Jarosław Kurski: władza nas ściga i nęka, ale nie damy się uciszyć

Jarosław Kurski

Na pierwszej stronie wtorkowej „Gazety Wyborczej” ukazał się list Jarosława Kurskiego, w którym pierwszy zastępca redaktora naczelnego dziennika zapewnia czytelników, że redakcja nie ulegnie szantażom w postaci kolejnych pozwów i procesów wytaczanych „GW” przez polityków, organy administracji i spółki skarbu państwa.

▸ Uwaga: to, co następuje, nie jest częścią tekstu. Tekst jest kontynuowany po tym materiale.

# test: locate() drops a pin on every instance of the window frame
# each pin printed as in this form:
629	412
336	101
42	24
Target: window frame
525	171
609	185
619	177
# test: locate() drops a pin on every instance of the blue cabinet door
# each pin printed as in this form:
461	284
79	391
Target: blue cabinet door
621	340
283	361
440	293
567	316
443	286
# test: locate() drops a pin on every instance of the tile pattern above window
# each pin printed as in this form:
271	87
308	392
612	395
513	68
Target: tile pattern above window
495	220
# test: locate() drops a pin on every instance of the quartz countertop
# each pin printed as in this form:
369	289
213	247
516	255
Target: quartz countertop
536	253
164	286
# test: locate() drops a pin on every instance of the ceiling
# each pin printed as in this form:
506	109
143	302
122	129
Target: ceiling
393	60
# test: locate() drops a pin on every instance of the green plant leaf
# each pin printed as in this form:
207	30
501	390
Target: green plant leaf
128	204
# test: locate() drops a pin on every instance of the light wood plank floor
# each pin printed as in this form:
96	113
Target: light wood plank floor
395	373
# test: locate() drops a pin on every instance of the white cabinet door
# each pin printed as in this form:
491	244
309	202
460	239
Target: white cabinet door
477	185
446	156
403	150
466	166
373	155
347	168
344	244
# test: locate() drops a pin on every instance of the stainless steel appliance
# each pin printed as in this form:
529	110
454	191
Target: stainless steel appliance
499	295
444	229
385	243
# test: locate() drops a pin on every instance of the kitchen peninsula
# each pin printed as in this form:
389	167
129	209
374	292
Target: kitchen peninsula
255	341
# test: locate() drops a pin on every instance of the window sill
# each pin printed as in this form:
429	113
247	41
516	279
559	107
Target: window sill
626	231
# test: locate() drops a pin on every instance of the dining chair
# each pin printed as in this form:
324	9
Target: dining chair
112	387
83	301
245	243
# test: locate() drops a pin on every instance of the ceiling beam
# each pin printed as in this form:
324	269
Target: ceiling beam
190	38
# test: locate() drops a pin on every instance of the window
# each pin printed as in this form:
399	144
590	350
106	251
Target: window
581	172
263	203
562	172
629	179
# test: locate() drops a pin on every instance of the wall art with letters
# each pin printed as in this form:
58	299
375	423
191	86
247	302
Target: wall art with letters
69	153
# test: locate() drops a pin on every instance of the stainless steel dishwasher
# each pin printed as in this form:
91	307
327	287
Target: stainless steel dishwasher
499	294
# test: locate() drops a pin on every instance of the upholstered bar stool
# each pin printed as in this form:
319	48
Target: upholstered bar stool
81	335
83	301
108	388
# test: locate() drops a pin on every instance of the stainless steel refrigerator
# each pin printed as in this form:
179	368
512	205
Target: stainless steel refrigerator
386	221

Na pierwszej stronie wtorkowej „Gazety Wyborczej” ukazał się list Jarosława Kurskiego, w którym pierwszy zastępca redaktora naczelnego dziennika zapewnia czytelników, że redakcja nie ulegnie szantażom w postaci kolejnych pozwów i procesów wytaczanych „GW” przez polityków, organy administracji i spółki skarbu państwa.

Zdaniem Kurskiego domagając się usunięcia siedmiu tekstów z „GW” i dwóch z „Newsweeka” Narodowy Bank Polski „chce zamknąć usta pięciorgu dziennikarzom”. Redaktor uważa, że działania prezesa NBP Adama Glapińskiego to „cenzura, której zakazuje konstytucja, i element strategii nękania mediów.

Dziś dla dziennikarzy z wielu mediów w Polsce, to czas próby i walki o to, co jest istotą naszej pracy. A jest nią prawda i niezależność.
Nie zamierzamy ulegać szantażom.
Będziemy odkrywać to, co władza chciałaby przed Wami ukryć. Nie damy się uciszyć. https://t.co/fCDOYycGYi

— Jarosław Kurski (@JaroslawKurski) 4 grudnia 2018

Jarosław Kurski przypomniał procesy wytoczone redakcji z ostatnich lat. Podkreślił też, że choć administracja publiczna jest zobowiązana do udzielana informacji, to systematycznie „odmawia, milczy, zwleka, albo udziela wymijających odpowiedzi”.

Zapewnił też czytelników, że „GW” nie zamierza ulegać szantażom. „Będziemy odkrywać to, co władza chciałaby przed Wami ukryć. Nie damy się uciszyć”.